Like the inchworm measuring the marigolds, Gustave labors unceasingly despite knowing that in the long run it won't make the slightest bit of difference. But what's the alternative? Surrender to chaos and cruelty and death? Hell, no.

If sooner or later we're all going to die, I have written before, can't we at least do it with a bit of dignity and honor and laughter and good company? And in Gustave's case, poetry and perfume and pastry, as well?

As it turns out, Ralph Fiennes is the perfect actor to lead a Wes Anderson film. He can deliver helium-filled balloons of dialogue without puncturing the illusion that he actually believes what he's saying. And in a film like this, that's absolutely vital. One prick of cynicism, and the balloon bursts.

This is Fiennes best work since Schindler's List.

I confess, I haven't much enjoyed Wes Anderson in the past. I have detected underneath the celebrated whimsy of such films as The Royal Tenenbaums and The Life Aquatic with Steve Zissou a sourness that for me at least curdled his confections and made them hard to swallow.

That, and when everybody is a nut, nobody is a nut, and the whole thing gets a bit tedious.

But here, there's something generous and moving and maybe even heroic in Gustave's devotion to the better angels of our nature.

"Rudeness is merely an expression of fear. People fear they won't get what they want. The most dreadful and unattractive person only needs to be loved, and they will open up like a flower."

Well, some of them anyway.

Cameos by everyone — Bill Murray, Ed Norton, Harvey Keitel, Jude Law, Tom Wilkinson, F. Murray Abraham, Jason Schwartzman, Tilda Swinton, Owen Wilson, Bob Balaban, Léa Seydoux, and many others. Excellent supporting work from Adrien Brody, Willem Defoe, Jeff Goldblum and Saoirse Ronan. Tony Revolori as the lobby boy, Zero Moustafa, was terrific. Ralph Fiennes deserved an Oscar nomination at the very least.

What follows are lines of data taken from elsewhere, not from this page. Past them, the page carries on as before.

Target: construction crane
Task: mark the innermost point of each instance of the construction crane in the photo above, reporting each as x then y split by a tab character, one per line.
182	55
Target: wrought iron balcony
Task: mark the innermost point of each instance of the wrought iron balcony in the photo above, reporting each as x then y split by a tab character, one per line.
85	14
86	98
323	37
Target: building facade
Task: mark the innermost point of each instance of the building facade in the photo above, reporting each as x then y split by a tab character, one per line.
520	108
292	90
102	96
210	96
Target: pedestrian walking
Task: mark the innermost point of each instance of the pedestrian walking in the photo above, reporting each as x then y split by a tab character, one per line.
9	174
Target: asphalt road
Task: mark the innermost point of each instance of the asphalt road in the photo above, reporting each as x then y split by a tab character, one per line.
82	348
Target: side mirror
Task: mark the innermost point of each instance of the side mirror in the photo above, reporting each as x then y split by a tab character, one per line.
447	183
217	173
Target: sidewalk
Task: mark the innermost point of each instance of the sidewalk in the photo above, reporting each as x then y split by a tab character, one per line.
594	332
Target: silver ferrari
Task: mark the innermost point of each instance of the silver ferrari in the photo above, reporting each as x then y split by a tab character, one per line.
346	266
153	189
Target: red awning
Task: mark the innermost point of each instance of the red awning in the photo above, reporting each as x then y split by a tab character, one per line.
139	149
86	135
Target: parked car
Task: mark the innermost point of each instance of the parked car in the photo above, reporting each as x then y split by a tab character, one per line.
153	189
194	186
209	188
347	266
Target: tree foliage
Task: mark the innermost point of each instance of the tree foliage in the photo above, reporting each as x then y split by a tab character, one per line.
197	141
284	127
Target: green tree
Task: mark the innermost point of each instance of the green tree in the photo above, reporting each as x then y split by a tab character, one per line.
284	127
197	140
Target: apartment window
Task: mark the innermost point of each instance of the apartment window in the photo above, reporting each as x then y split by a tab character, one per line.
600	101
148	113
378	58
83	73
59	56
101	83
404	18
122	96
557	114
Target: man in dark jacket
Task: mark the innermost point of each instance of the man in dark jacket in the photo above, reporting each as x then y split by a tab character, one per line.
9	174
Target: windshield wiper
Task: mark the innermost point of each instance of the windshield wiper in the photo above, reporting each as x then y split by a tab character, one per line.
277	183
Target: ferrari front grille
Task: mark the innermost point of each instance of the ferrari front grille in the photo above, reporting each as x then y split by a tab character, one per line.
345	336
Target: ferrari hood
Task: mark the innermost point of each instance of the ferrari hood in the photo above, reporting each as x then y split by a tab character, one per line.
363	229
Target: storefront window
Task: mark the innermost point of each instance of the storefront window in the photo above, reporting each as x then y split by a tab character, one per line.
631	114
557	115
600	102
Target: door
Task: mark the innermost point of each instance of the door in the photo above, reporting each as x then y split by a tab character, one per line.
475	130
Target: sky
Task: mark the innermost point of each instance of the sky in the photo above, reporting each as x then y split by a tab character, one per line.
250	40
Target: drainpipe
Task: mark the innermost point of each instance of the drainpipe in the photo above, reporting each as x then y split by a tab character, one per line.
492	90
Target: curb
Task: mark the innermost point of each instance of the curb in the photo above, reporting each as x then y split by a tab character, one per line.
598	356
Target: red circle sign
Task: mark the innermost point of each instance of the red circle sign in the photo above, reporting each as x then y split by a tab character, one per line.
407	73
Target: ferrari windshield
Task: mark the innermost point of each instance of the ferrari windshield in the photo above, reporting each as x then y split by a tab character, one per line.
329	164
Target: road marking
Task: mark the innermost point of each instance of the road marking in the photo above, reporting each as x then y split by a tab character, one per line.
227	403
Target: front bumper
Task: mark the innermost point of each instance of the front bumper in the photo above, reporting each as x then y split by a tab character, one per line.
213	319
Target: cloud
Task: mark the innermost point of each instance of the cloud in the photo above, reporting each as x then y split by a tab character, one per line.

The Grand Budapest Hotel was 2014's best movie, Wes Anderson its best director.


mister muleboy said...

You know, this is some damned fine writing.

Better yet, it's damned good thinking.

In the words of the Greatest Man Who Ever Lived™ (well, a character he portrayed with his usual . . . with his usual):

Very Good, Fischer.

You win a cookie.

This really is some damned fine stuff.


And now the question can be answered:
What would I have done if I'd lived in Nazi Germany in the 20s and 30s, or in Virginia in February 1861?

I hate the question, because I am old and I am scared. And I better understand how evil turns its foothold into a stronghold. Two reliable sources - two - reported yesterday that the first representatives of the administration to make their way to my world have threateningly acknowledged (or announced) that they intend to have employees' social media accounts monitored. To "ensure no damage to institutional reputation," they said while making their meaning clear. And while I can't believe it, I believe it. How they'll do so, I know not.

Being a decent Globe-Trotting Emissary of All That Is Good In The World may have its price and I don't wanna pay the price. But I also know that I'd be carving a swastika into my own head if I didn't publicly -- more and more publicly, and not pseudonymously, make it known that Nazis are bad, white-supremacists are bad, and this corrosion will be fatal if not cleaned and reversed.

Bring on the naval jelly. . . .

mister muleboy said...

yes, I threw in the "Nazis are bad, white-supremacists are bad" as part of dark hyumer -- I think that I've firmly been on record on those things for a while. Opposition to moral and Constitutional decay are my game, bay-bee.

Mythical Monkey said...

I am trying to figure out how to become a dissident without ever leaving the house (except for trips to the grocery store, ball park or very occasionally, the movie house). Twice in ten days I saw movies that made me think of our current situation and wrote about it.

Will certainly have no impact whatsoever but if they chop off my hands on the fifty yard line of FedEx Field, I wouldn't be a bit surprised.

Mythical Monkey said...

By the way, how would you like to be the schmuck with the Hitler haircut in the picture at the top of the post? If he lives to be a 105, that's the picture that'll run with his obituary.